Don’t get me wrong — I’m all for learning as much as possible about the physiological and neurological aspects of addiction, and of all other realms of human experience for that matter. Of course brains (our organism/physiology in general) are absolutely foundational to all that we experience. A baseball bat to the head is all the evidence needed to establish that fact. But how, pray tell, does the plainly evident and obvious fact that all human experience is grounded and reflected in wonderfully complex and interesting ways in the brain and body lead to the notion that so many of our life problems are therefore fundamentally diseases of the brain? Imagine Nora Volkow’s perfect scenario, that after years of research we have finally and perfectly mapped all the changes that happen in the brain over the complete course of drug use and addiction. Imagine that brain scan technology could yield perfect scans and that we understood and interpreted the images perfectly. To my mind that still wouldn’t lend a shred of evidence to the notion that addiction is a brain disease.

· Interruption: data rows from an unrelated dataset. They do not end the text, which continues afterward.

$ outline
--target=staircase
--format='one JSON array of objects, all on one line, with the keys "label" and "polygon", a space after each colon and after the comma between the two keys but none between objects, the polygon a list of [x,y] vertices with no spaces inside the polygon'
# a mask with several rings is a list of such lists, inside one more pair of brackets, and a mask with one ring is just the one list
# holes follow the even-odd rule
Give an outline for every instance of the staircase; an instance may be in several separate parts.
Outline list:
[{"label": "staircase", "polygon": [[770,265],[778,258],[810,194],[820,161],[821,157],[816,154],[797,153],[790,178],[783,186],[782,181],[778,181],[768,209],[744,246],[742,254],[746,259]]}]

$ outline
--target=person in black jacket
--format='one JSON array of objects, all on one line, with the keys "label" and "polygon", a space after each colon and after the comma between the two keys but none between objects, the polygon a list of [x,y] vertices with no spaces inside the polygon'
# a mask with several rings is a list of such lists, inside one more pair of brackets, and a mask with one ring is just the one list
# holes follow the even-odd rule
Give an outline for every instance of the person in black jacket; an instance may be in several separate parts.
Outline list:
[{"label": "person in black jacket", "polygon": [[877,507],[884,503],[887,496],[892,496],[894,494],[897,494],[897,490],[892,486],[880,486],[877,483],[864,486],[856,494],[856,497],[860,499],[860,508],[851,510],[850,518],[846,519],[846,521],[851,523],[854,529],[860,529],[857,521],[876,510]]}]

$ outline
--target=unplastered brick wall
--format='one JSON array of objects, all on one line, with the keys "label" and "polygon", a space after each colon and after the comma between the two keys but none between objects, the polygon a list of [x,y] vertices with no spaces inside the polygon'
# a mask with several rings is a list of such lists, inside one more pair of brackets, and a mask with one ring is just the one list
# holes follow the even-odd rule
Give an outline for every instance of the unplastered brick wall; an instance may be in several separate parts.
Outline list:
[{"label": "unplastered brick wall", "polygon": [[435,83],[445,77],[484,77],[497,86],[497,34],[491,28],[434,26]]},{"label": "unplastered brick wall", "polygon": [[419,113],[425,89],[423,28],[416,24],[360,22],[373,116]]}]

A quick thought experiment: You are hooked up to this hypothetical machine (a super scanner) which can perfectly record all changes in your body’s and brain’s physiology, demonstrating with perfect accuracy every deviation from healthy homeostasis. You are put in room. In through the door on the far end walks a tiger. Your body and brain begin to go haywire. Hormones and neurotransmitters are sloshing around and completely transform your state of existence from one of total health and relaxation to one of total stress. The super scanner perfectly records every change and quickly prints out a recipe for a drug that will re-balance your system, with minimal side effects. While your state of stress and imbalance is clearly and dramatically grounded and reflected in your physiology, isn’t it a bit shortsighted to think of your problem solely or even primarily in those terms? If someone were to drop a cage on the tiger, your physiology would quickly and naturally move back to homeostasis without any need for a drug or any other physiological intervention. Your problem was primarily the presence of the tiger, not the changes in your brain that the presence of the tiger inspired. The solution–i.e. the appropriate intervention–to the problem was primarily social and behavioral, not physiological. In fact, the information provided by the super scanner, interesting as it might be, was completely irrelevant in terms of the practical solution to the problem.

Drug use and abuse changes what’s going on in the brain. Yes. Everything we do and everything that happens to us changes what goes on in the brain. Yes. Therefore, deviations from healthy, homeostatic brain and body states are best thought of as diseases of the brain? Not so fast Dr. Volkow. Studying objective brain changes is one of many perspectives that are worthy of consideration, focus, and scrutiny. Taken together with subjective, relational, behavioral, social, and cultural perspectives, we might yet arrive at a truly comprehensive, rational, integral approach to helping those seeking health and well-being.